他长手长脚的,几乎占据了整张床,沉清辞便坐在了一旁的沙发上,顺便摊开自己的行李箱收拾东西。
贺桓看她象只小蜜蜂一样忙来忙去,双手交叠垫在脑后:“把这些放出来干嘛,用的时候直接从行李箱里拿不就行了吗,放出来到时候走的时候还要收拾,多麻烦?”
沉清辞没理他。
贺桓坐起来:“沉清辞,你生气了?因为刚才我把房间让给蓝姚?”
他举起了手指,露出那枚衔尾蛇的戒指:“诶,这可是你要求的,让我对贺行野的红颜知己保持本来的态度,你看这枚戒指,这可是蓝姚送的,他们之间的情谊可是非同凡响啊,这可不能怪我啊。”
沉清辞只是埋头收拾东西,并不说话。
贺桓坐不住了,他站起身来:“沉清辞,你说句话呀,你生我的气干什么,你应该生贺行野的气啊。”
沉清辞见他喋喋不休,没个消停的时候,无奈道:“你话怎么这么多?刚出来的时候你可不是这样的。”
贺桓挑了挑眉,突然扣住了她的腰,低头在她耳朵上亲了一下,低声道:“你喜欢我这样?”
他声音低哑地笑道:“你别忘了,在节目结束之前,我对你做什么你都不能反抗,否则,贺行野可就回不来了。
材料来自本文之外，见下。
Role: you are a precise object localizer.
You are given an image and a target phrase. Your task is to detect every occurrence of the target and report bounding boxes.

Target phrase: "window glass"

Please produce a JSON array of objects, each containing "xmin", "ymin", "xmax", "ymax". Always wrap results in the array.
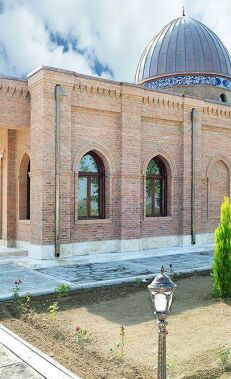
[
  {"xmin": 78, "ymin": 154, "xmax": 99, "ymax": 172},
  {"xmin": 78, "ymin": 177, "xmax": 87, "ymax": 217},
  {"xmin": 154, "ymin": 180, "xmax": 162, "ymax": 216},
  {"xmin": 146, "ymin": 178, "xmax": 152, "ymax": 216},
  {"xmin": 147, "ymin": 159, "xmax": 161, "ymax": 175},
  {"xmin": 90, "ymin": 177, "xmax": 100, "ymax": 217}
]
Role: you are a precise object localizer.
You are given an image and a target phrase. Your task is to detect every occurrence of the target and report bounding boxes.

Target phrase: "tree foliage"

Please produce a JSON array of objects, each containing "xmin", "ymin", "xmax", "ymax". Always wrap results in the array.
[{"xmin": 212, "ymin": 197, "xmax": 231, "ymax": 298}]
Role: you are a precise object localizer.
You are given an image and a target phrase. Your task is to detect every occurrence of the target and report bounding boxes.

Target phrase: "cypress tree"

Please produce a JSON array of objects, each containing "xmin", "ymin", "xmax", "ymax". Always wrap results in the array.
[{"xmin": 212, "ymin": 197, "xmax": 231, "ymax": 298}]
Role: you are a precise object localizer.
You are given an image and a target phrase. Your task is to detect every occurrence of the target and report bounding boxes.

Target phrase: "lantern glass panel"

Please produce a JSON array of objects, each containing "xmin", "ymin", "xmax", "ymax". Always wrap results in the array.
[{"xmin": 153, "ymin": 291, "xmax": 173, "ymax": 313}]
”
沉清辞对贺行野的身体太过熟悉,没能躲过贺桓的突然袭击,她捂住耳朵,冷声道:“贺行野不会回不来,我相信他,他一定能回来。”
贺桓垂下了眼眸,脸上还是玩世不恭的笑意,但声音已经带上了危险的气息:“你最好不要总是在我面前提他,不然,我就算是同归于尽,也不会让他回来的。”
沉清辞把手上的沐浴乳放在浴室的架子上,然后掰开他的手:“时间到了,我们该下去了,节目组等会儿还要说明天的安排。”
说着,她把放在阁楼玄关的麦扣在衣领上,带上小飞虫摄象机下楼去了。
只是才刚下到三楼,一个熟悉的人影便拦住了她。